The rapid emergence of multidrug resistant bacteria is a major global concern. A 2014 report by the UK government estimates that by 2050, antibiotic resistance will cause 300 million premature deaths, result in a loss of up to $100 trillion from the global economy and cause more premature deaths than cancer. Therefore, there is a pertinent need for new antimicrobial compounds and targets.
Mechanistic Studies on Glycolipid-Processing Enzymes
Bacteria produce several polysaccharides that are essential to their structural integrity, including peptidoglycan and lipopolysaccharide. As the enzymes and intermediates involved in their biosynthesis are unique to bacteria, they are excellent antibiotic targets. In particular, the mechanism by which glycolipids are transported across cell membranes (by flippases) is poorly understood. Our lab uses the tools of organic synthesis to prepare glycolipid substrates for probing the mechanism of action of these enzymes, as well as using structure-activity relationship studies to guide inhibitor design, with the goal of developing new antibiotic candidates.
Novel Syntheses of Antimicrobial Peptides
Antimicrobial peptides produced by bacteria are becoming increasingly important in the fight against multidrug resistance. These compounds typically target bacterial cell membranes, and as it is difficult for bacteria to reorganize their membranes, resistance development is often limited. Our lab develops new synthetic methods to access novel antimicrobial peptides, allowing their antimicrobial and/or anticancer activities to be explored. We also use molecular biology and bioinformatics to identify the mechanism by which they exert their therapeutic effect.

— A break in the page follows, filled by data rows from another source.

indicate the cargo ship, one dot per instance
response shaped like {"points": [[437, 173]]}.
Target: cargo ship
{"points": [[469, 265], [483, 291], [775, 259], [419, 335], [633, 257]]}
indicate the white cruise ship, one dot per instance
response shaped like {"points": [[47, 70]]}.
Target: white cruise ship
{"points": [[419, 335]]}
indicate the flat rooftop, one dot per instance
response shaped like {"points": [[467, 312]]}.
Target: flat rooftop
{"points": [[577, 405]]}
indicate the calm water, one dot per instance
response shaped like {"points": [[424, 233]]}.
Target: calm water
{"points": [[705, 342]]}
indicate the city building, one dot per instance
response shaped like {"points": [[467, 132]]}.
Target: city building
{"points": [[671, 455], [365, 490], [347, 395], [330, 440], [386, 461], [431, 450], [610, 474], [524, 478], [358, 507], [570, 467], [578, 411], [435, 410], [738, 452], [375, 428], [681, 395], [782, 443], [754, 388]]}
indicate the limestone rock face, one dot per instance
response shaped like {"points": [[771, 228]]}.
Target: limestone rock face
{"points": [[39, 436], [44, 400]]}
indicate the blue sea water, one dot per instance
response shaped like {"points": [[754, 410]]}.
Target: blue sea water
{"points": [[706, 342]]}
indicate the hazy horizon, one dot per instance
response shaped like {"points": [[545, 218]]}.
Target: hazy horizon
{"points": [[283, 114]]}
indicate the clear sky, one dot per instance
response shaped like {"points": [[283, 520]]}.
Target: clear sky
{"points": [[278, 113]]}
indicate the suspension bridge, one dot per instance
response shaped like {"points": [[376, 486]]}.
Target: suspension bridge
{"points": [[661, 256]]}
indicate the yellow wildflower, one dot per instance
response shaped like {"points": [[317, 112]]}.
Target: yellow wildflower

Antimicrobial Peptide Resistance Mechanisms
Although resistance mechanisms against antimicrobial peptides are limited, they are not resistance-proof. Understanding resistance mechanisms against antibiotics is important, as it can allow us to circumvent these mechanisms and restore activity. In the Cochrane Lab, we are particularly interested in enzymes that sequester the activity of antimicrobial peptides by chemically capping basic residues. Using a combination of organic synthesis, molecular biology and bioinformatics, we identify and study these enzymes, with the goal of determining their mechanism of action, as well as designing inhibitors to block their activity.